From: Our Daily Journey With God
The love of the Lord remains forever with those who fear Him. His salvation extends to the children’s children of those who are faithful to His covenant (Psalm 103:17-18).
My father grew up without a dad. When he was 5 years old, his father left the family and never returned. When friends later asked my grandfather whether he was related to my dad, he refused to admit that my dad was his son—disowning and declaring him to be a distant relative.
By most accounts, I also should have grown up in a broken home with a distant dad. Scripture says that the sins of the fathers are passed along to the third and fourth generations (Exodus 20:5; Numbers 14:18; Jeremiah 32:18). It’s said that molested children grow up to be child molesters; the abused become the abusers; and children with absent parents turn into parents who are unavailable for their own kids.

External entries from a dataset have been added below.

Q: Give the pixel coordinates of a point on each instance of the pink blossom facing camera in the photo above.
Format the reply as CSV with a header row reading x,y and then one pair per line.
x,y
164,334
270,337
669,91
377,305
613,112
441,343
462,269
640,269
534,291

But I didn’t. Jeremiah 31:29-34 proclaims a new day in which the cycle of generational sin is broken. Children need not pass on the sins of their parents, for the power of the new covenant—promised in that passage and accomplished in Jesus—enables us to buck the trend of sin in our families and to begin a new cycle of love and faithfulness.
Ezekiel 18:19-20 picks up on Jeremiah’s promise and announces that “the child will not be punished for the parent’s sins,” but “the child [who] does what is just and right and keeps my decrees, that child will surely live.” If we’re victims of bad parenting, we don’t have to perpetuate it. Each of us starts fresh before God.
Not that it’s easy. My father was deeply wounded by his absent father, and his own parenting bore the scars. At times he overcompensated, trying too hard to be the perfect father in the perfect home. But I never doubted that I was loved. My father chose to absorb my grandfather’s hate rather than pass it on. He started a new cycle, and so can you.